Pomrenke: Losing teeth, losing game: Eddie Cicotte, Swede Risberg, and the 1922 Black Sox tour

From SABR member Jacob Pomrenke at WordPress on December 13, 2017:

This article was originally published in the SABR Black Sox Scandal Research Committee’s December 2017 newsletter.

In the spring of 1922, just months after the Black Sox were banned from professional baseball for life, Eddie Cicotte and Swede Risberg partnered with a Chicago theatrical executive to form an independent traveling baseball team called the Ex-Major League Stars. They planned to tour throughout the Midwest, hoping to capitalize on their fame from the 1919 World Series scandal and giving small-town fans a chance to see big-league talent up close.

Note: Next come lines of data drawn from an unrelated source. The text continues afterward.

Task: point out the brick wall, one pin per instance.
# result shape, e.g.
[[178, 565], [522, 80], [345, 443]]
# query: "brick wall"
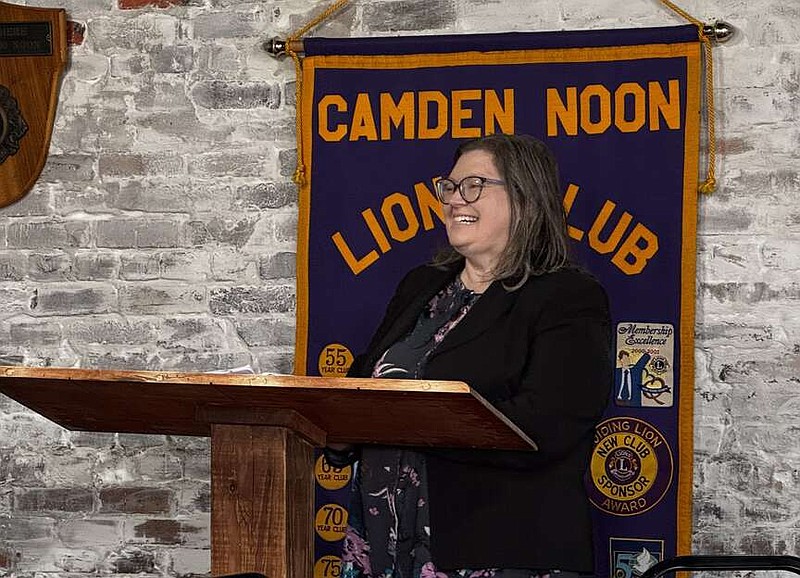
[[161, 235]]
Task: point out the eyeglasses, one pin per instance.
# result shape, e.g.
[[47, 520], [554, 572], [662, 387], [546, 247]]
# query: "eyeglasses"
[[470, 188]]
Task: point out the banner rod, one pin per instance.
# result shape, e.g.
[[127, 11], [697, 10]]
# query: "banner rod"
[[718, 32]]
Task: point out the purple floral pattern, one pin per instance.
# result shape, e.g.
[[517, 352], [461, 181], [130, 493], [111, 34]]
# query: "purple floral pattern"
[[388, 535]]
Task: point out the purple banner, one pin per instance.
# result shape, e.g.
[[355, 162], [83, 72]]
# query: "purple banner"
[[620, 109]]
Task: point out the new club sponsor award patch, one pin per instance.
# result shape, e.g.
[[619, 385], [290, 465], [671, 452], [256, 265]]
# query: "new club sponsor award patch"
[[631, 466]]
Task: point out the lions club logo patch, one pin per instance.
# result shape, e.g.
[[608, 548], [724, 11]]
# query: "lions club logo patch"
[[631, 467]]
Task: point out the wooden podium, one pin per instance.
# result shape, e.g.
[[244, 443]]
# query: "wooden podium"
[[263, 429]]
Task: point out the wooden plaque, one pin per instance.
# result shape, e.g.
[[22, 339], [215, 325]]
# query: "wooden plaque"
[[33, 53]]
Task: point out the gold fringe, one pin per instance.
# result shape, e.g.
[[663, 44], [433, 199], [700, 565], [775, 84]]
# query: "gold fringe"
[[300, 172], [710, 184]]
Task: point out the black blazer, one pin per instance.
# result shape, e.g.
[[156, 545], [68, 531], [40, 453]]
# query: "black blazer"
[[542, 356]]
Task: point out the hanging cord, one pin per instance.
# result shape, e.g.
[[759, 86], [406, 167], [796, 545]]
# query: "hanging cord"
[[300, 172], [710, 183]]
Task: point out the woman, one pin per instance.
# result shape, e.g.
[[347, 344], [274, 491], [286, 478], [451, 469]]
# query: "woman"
[[504, 311]]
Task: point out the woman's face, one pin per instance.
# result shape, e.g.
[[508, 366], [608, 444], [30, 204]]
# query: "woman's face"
[[479, 230]]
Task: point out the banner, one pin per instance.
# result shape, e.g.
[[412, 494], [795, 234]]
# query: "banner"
[[381, 119]]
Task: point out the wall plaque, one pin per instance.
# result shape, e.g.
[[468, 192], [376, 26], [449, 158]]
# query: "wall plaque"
[[26, 39], [33, 53]]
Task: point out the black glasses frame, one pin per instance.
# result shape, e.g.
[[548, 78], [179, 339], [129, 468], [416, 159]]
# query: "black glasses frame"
[[459, 186]]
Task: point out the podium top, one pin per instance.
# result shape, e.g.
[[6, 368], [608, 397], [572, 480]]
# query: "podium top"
[[373, 411]]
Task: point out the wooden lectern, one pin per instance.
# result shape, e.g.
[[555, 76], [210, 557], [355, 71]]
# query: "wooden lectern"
[[263, 430]]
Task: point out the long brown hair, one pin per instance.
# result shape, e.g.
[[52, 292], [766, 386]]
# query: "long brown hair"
[[538, 241]]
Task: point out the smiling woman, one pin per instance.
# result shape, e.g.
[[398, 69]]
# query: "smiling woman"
[[505, 311]]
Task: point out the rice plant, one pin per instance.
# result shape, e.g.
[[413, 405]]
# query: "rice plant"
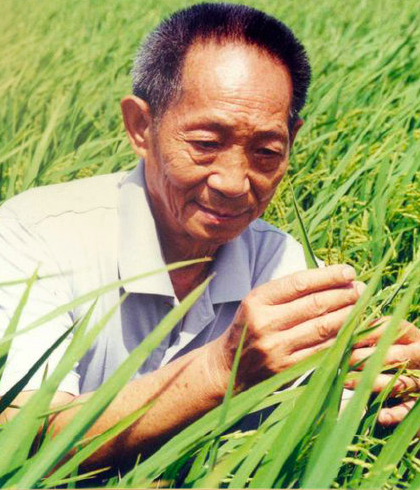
[[354, 168]]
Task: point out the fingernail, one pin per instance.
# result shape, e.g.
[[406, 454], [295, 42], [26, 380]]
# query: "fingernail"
[[348, 272], [360, 287]]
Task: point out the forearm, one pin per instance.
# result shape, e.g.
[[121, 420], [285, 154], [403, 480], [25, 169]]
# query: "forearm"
[[182, 391]]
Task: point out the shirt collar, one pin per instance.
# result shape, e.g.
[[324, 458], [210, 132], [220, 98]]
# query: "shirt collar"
[[140, 252]]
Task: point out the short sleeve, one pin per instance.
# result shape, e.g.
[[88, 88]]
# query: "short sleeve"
[[22, 251]]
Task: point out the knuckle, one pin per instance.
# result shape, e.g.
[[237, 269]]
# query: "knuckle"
[[299, 282], [316, 306], [323, 328]]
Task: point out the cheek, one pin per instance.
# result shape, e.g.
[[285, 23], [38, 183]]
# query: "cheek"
[[181, 171], [265, 185]]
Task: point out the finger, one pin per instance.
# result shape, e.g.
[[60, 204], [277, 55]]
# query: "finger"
[[393, 415], [397, 355], [315, 331], [408, 333], [403, 384], [304, 353], [304, 282], [314, 307]]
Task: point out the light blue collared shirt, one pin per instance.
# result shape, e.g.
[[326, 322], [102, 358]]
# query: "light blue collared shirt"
[[92, 232]]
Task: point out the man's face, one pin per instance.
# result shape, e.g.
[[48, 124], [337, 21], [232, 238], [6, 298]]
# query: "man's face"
[[219, 151]]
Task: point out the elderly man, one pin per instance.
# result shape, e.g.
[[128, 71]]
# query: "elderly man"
[[217, 93]]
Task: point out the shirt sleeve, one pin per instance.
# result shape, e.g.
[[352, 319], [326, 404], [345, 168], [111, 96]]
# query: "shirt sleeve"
[[22, 252]]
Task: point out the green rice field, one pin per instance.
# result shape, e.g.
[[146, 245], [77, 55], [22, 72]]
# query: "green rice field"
[[355, 169]]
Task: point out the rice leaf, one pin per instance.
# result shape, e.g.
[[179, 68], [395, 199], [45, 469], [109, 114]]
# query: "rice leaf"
[[91, 296], [310, 258], [14, 321], [313, 397], [50, 455], [330, 455], [87, 450], [198, 432]]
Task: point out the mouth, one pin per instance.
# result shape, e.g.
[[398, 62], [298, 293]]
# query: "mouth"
[[221, 215]]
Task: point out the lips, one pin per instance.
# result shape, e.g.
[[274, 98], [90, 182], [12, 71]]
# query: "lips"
[[221, 213]]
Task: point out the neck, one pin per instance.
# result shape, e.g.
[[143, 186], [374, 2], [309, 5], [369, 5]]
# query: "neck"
[[176, 249]]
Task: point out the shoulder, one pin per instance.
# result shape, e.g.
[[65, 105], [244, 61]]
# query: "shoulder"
[[272, 252], [81, 196]]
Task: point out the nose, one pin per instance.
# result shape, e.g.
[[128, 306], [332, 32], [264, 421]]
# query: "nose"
[[230, 176]]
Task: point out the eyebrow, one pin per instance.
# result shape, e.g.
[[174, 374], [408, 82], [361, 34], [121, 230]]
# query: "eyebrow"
[[217, 127]]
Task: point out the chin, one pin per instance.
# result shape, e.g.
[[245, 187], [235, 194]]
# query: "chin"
[[215, 236]]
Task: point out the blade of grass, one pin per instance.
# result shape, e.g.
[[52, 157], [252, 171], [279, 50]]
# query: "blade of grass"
[[87, 450], [310, 258], [50, 455], [206, 481], [197, 433], [313, 398], [14, 321], [329, 457], [11, 394], [92, 295], [18, 433]]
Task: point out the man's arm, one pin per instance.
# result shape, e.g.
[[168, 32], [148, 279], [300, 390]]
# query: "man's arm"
[[287, 319]]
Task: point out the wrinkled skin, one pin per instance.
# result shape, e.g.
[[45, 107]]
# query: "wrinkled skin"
[[213, 162]]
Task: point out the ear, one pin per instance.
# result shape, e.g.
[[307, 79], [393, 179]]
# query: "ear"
[[295, 129], [138, 123]]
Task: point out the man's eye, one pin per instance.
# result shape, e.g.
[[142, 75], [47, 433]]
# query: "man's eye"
[[267, 152], [205, 145]]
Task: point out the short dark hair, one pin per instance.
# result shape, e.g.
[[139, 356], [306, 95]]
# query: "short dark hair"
[[158, 65]]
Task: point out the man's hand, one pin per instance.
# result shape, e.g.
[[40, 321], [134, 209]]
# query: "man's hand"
[[287, 320], [405, 352]]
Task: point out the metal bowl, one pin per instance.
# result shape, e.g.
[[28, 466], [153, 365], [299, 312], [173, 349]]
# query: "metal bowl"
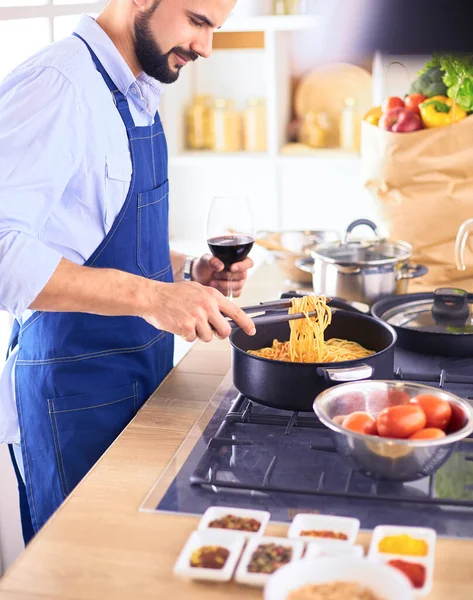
[[286, 247], [387, 458]]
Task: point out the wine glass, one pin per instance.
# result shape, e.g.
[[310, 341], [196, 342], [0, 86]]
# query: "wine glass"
[[230, 233]]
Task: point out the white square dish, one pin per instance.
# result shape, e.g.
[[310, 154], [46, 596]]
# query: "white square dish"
[[429, 536], [306, 521], [218, 512], [234, 544], [314, 550], [242, 574]]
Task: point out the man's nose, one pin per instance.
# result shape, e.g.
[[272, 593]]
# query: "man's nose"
[[203, 45]]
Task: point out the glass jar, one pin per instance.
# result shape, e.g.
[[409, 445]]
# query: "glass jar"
[[198, 124], [311, 133], [254, 126], [227, 133]]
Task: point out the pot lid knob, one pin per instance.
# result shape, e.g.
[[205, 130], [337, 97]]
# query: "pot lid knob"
[[450, 306], [357, 223]]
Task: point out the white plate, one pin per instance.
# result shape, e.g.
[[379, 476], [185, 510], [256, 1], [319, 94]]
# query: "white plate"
[[303, 521], [420, 533], [234, 544], [217, 512], [243, 576], [314, 550], [380, 579]]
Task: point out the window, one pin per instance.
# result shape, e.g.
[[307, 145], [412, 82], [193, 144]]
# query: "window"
[[28, 25]]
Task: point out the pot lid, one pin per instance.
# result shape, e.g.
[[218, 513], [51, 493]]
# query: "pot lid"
[[447, 310], [364, 252]]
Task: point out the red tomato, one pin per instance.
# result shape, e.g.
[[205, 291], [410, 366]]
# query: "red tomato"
[[438, 412], [413, 100], [430, 433], [400, 421], [360, 422], [397, 397], [392, 102]]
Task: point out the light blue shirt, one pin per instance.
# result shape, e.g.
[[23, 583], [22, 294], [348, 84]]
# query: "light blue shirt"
[[65, 169]]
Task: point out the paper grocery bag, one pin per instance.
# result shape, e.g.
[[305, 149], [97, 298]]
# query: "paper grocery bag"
[[423, 185]]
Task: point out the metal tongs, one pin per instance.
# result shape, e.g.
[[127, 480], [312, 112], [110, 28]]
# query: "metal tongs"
[[279, 307]]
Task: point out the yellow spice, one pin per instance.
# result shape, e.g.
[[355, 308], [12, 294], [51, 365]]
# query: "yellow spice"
[[403, 544]]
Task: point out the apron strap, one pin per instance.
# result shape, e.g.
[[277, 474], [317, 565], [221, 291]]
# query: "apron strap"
[[15, 332], [120, 101]]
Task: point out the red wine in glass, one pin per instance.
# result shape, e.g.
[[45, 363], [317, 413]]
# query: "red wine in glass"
[[230, 248], [230, 233]]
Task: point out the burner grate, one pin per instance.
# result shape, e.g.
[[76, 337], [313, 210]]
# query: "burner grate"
[[281, 455]]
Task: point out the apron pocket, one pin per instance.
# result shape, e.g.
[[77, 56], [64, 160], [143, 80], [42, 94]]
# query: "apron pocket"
[[153, 232], [84, 427]]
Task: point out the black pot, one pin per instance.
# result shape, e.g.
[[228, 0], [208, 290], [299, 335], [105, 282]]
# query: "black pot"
[[443, 327], [294, 386]]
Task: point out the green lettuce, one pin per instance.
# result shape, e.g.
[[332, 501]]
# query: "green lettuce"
[[457, 76]]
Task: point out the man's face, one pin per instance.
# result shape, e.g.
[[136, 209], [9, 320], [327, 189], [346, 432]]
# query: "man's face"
[[170, 33]]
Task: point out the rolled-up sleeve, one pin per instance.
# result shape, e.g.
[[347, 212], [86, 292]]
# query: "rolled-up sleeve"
[[41, 146]]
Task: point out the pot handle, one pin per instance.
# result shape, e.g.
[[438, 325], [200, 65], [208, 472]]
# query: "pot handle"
[[346, 374], [357, 223], [460, 243], [412, 271]]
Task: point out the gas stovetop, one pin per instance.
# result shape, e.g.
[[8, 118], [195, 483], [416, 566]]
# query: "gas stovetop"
[[284, 462]]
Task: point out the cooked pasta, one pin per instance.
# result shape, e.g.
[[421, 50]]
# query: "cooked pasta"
[[306, 342]]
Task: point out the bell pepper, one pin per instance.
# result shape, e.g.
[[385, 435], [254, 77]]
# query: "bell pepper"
[[439, 111]]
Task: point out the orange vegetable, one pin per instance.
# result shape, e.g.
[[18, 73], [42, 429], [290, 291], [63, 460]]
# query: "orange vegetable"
[[373, 115], [360, 422], [438, 412], [400, 421]]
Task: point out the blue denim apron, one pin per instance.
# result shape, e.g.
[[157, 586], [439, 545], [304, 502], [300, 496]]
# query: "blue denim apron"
[[81, 378]]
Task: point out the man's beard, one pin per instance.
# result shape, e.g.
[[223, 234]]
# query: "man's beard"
[[153, 62]]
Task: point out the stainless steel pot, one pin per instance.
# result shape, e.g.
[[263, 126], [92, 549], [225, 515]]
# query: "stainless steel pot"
[[388, 458], [363, 270]]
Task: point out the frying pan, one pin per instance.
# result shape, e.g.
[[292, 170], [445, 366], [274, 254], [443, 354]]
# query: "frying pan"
[[293, 386]]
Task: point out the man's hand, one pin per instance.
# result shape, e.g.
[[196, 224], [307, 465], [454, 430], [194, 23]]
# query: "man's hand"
[[193, 311], [209, 271]]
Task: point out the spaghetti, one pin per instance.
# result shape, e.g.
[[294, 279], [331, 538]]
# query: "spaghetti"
[[306, 342]]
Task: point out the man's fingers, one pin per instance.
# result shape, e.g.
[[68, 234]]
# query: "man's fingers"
[[220, 325], [216, 264], [204, 332], [236, 314], [223, 276]]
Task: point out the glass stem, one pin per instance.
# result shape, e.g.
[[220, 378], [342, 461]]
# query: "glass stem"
[[230, 289]]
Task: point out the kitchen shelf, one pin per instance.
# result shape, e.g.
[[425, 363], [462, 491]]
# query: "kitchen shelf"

Following their banishment from Organized Baseball, the players involved in the Black Sox Scandal found an enthusiastic, if not always lucrative, market in which to continue earning a living playing ball during the 1920s and ’30s. In the era between the world wars, when baseball was truly the national pastime, every American town of any significant size fielded its own competitive baseball team. Most teams were strictly amateur, but some paid their players a stipend or salary. Revenue was generated by sponsorships from local merchants and municipal officials, gate receipts and, of course, America’s other favorite pastime — a wager or two placed on the games.